Sheikh Salman bin Ebrahim Al Khalifa may just have shot himself damagingly in the foot by launching an attack on Gianni Infantino’s development spending pledges in pursuit of the FIFA presidency.
The world federation’s 209 member associations vote on February 26 in Zurich between five contenders for a successor to disgraced Sepp Blatter and the head of the Asian confederation has allowed his nerves to show, a hint of weakness which could cost him dear.
Over the past fortnight FIFA’s main contenders have been targeting the Caribbean and central America, considered a region wide open to persuasion now the iron grip of Jack Warner and his pals has been prised loose by the FBI.
Infantino, general secretary of European federation UEFA, had taken advantage of the opportunity to promise – among other sweeteners – a massive expansion of the FIFA development budget.
That was a warming message not only to the Americas but to the rest of the developing world nations whose delegates will throng the FIFA Congress corridors.
Sheikh Salman was not impressed. Without openly naming Infantino, he warned that promises such as those offered by his Swiss rival would render FIFA bankrupt within two years.
This was an intriguing salvo.
Firstly, and self-evidently, Sheikh Salman had allowed Infantino to get under his skin which, in itself, suggests fading confidence in his own ability to carry the day;
secondly, he broke with the usual convention of candidates focusing positively on their own programmes rather than drawing attention to those of their rivals;
thirdly, Sheikh Salman was conceding his opponents’ right to attack him directly in retaliation (and he is vulnerable on several levels); and
fourthly, perhaps most important of all, Sheikh Salman’s criticism of Infantino’s figures sent out a loud and clear message that, under him, the days of Blatterite largesse to the developing world could become a relic of FIFA financial history.
This is not the way to woo votes among perhaps half the FIFA membership.
[By the way, Sheikh Salman’s promise that he would not take a salary as FIFA president suggested he wanted to avoid transparency on remuneration – another Very Bad Signal – and served as a reminder that he enjoys a privileged personal lifestyle as the scion of a royal household in an old-rich Gulf state (Bahrain).]
Sheikh Salman has been considered the front-running favourite on the basis of, firstly, solid – albeit not unanimous – support from within his own Asian constituency and, secondly, the rest of world’s supposed antipathy to the idea of power falling into the hands of anyone from Blatter-bashing UEFA.

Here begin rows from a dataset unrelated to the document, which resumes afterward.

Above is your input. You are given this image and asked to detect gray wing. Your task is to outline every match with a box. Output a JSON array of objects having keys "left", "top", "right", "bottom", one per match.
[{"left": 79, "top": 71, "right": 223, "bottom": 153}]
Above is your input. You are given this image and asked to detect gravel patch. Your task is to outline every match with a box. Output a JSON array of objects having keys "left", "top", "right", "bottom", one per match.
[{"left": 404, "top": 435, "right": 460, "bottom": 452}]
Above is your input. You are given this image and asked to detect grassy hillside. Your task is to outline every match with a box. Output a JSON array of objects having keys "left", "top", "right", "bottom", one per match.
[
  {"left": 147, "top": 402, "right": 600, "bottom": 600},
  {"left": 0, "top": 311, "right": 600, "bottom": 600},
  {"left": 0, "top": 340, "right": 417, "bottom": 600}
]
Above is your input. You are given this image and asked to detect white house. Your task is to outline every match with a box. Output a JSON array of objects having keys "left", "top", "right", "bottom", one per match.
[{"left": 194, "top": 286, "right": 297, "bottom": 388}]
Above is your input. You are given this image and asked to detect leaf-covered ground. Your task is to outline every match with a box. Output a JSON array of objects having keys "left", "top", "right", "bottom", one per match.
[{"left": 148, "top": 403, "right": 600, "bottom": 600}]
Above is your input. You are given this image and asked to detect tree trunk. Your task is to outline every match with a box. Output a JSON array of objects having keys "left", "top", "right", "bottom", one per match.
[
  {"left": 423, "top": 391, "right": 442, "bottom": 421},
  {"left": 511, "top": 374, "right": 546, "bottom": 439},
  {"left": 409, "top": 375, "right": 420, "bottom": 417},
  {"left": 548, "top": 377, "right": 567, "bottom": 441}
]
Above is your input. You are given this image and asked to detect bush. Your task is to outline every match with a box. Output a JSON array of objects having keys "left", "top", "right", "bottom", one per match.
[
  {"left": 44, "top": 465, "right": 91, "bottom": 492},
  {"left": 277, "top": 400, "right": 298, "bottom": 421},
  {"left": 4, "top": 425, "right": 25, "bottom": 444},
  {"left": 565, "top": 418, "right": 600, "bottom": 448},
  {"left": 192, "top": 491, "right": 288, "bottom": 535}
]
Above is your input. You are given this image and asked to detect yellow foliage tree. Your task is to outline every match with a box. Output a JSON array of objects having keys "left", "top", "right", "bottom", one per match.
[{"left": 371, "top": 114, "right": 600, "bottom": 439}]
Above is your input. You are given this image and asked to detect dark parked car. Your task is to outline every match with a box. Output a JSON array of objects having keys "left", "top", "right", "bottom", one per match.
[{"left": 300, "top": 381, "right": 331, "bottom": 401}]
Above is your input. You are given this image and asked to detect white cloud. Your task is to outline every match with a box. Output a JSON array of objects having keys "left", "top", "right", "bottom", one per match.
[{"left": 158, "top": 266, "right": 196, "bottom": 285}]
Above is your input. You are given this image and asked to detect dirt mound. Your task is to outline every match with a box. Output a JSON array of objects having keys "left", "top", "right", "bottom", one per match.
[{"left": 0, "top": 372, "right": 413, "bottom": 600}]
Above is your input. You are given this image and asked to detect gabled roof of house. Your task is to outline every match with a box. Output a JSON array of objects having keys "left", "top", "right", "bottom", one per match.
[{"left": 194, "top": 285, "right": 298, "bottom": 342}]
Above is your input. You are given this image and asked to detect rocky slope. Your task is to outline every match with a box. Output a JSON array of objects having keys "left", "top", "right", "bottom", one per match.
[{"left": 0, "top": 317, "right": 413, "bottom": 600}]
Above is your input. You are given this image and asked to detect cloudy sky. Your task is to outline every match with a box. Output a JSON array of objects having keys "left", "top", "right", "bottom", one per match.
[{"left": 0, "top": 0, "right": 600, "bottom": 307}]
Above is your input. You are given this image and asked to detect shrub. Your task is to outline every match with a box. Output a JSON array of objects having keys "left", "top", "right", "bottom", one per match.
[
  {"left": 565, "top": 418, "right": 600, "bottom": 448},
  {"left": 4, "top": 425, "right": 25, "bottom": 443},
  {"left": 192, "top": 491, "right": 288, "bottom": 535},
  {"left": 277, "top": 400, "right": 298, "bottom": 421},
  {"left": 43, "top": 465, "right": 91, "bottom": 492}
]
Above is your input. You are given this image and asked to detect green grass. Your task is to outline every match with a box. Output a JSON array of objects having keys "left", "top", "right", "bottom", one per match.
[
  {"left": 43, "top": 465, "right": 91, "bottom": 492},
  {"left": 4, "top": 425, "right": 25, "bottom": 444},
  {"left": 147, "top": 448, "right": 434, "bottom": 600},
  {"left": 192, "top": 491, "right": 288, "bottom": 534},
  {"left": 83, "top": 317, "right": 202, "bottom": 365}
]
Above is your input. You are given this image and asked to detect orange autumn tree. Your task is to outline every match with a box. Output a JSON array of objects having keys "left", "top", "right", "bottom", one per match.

Sheikh Salman remains in a strong position. But, clearly, not as strong as it was.
Later this week the African confederation’s executive meets to decide its own position. It would be a surprise indeed if it failed to endorse Sheikh Salman after the recent, cosy, CAF-AFC development deal. But what Africa may promise and what it may deliver are unrelated.
As has been pointed out here and elsewhere, Africa never votes as a block. Sheikh Salman’s attack on Infantino may just have persuaded some associations in CAF to look further afield. And not only within CAF.
** The five candidates for the FIFA presidency are: Prince Ali bin Al Hussein (Jordan), Jerome Champagne (France), Gianni Infantino (Switzerland, UEFA general secretary), Sheikh Salman bin Ebrahim Al Khalifa (Bahrain, AFC president) and Tokyo Sexwale (South Africa).